Here’s to my first blog entry — and it’s not because of a resolution! I loathe New Year’s Resolutions because they often result in crushing disappointment. We set unrealistic goals that can’t be attained and we beat ourselves up when we don’t deliver. So, let me be clear, starting this blog is NOT a resolution. It’s a decision to share what I have learned in 20+ years as an expert in partnership marketing.
Why now? Because so often I see what is a right and a wrong way for brands to “partner.” First of all, let’s look at what a partnership actually means. Merriam-Webster’s defines it as “close cooperation between parties having specified and joint rights and responsibilities.”
The key word here is joint. Most of the time, I engage with clients or prospects or read about programs and find there is a huge misconception about what partnership marketing actually could achieve. More often than not, I find it’s missing the main component – ‘joint’ So hopefully with this blog, I can enlighten you on a few things or start a friendly dialog on the topic (comments welcome!)
One of the biggest ‘partnership’ events of the year is coming up soon – The Super Bowl – and it was the catalyst for this inaugural piece. I don’t mean those pricey ads that air for 15 seconds. I mean the big-ticket partnerships – where brands pay huge sums to claim the ‘Official Clam Chowder of The Super Bowl.’ In fact, writing that word may get me served a cease and desist. The reality is that most brands will throw money into a “partnership” when, in actuality, it’s just a big one-sided sponsorship in disguise.
Straight up sponsorships are usually a brand paying for the privilege of a mention or to leverage an affiliation. However, most of these are negotiated and loosely referred to as partnerships, seldom delivering what is promised. Here’s three reasons why sponsorships are not partnerships:
- First, many times what you elect to sponsor is the same thing that has been peddled around to your competition. It’s cookie cutter and any brand can be slotted right in to make it work — or it is cobbled together to justify the fee and seldom executed in an optimal manner. It’s not unique to YOU.
- Secondly, there is no incentive for the sponsored property to find ways to make the partnership even better – to cut costs for you and even bring in additional partners that could increase your reach, impact and ROI. After the check clears, no one really cares HOW you are presented to the audience you’re trying to reach. Is it integrated, relevant, impactful? Usually not. Is it optimized in terms of cost efficiency and reach?
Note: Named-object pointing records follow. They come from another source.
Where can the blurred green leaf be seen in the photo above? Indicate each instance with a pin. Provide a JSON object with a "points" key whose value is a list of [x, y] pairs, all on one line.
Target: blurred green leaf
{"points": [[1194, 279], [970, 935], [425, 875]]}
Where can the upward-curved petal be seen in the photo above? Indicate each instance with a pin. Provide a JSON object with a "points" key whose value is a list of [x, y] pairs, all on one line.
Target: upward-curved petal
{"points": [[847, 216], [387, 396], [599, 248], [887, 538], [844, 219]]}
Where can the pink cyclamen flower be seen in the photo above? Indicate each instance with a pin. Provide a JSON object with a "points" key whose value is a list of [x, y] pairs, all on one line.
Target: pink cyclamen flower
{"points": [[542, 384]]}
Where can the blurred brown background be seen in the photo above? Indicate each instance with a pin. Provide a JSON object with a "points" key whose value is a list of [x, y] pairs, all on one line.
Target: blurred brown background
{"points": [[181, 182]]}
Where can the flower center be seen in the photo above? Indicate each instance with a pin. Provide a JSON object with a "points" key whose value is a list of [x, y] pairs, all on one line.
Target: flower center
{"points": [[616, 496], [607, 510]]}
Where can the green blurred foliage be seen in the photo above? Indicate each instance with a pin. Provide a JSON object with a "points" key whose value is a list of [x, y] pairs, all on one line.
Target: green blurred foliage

Never.
- And lastly, your media assets are not recognized or factored into the equation. Your brand has built-in value that is not even considered when negotiating most partnerships. Your social media reach, your retail floor or window space, etc. are all media assets that can and should be monetized or at least taken into account as part of every deal.
So if you’ve read this far and are wondering, ”When is this guy going to tell us his New Year’s Resolution” (because you knew it was coming, right?). Well, I don’t have a resolution. All I can offer is this advice for 2017: Create true partnerships.
Start by looking for partners that can exchange media assets and properties IN LEIU of inflated media fees. Then, barter or create subsidized cost alliances – partnerships that mutually promote and add value to the campaign. Ensure everyone is using their proprietary assets for the common gain. Finally, don’t just accept scraps off the table – make sure a partnership is customized to maximize impact and value.
A true partnership should, at minimum, pay for itself. Additional Fun fact: for the average cost of one national sponsorship – average, not even Super Bowl media prices – you could have Regatta working 24-7 on your behalf for an entire year. Easily making back what you pay out (or your investment).
Maybe you can call this a resolution after all…. Or just a lifestyle change.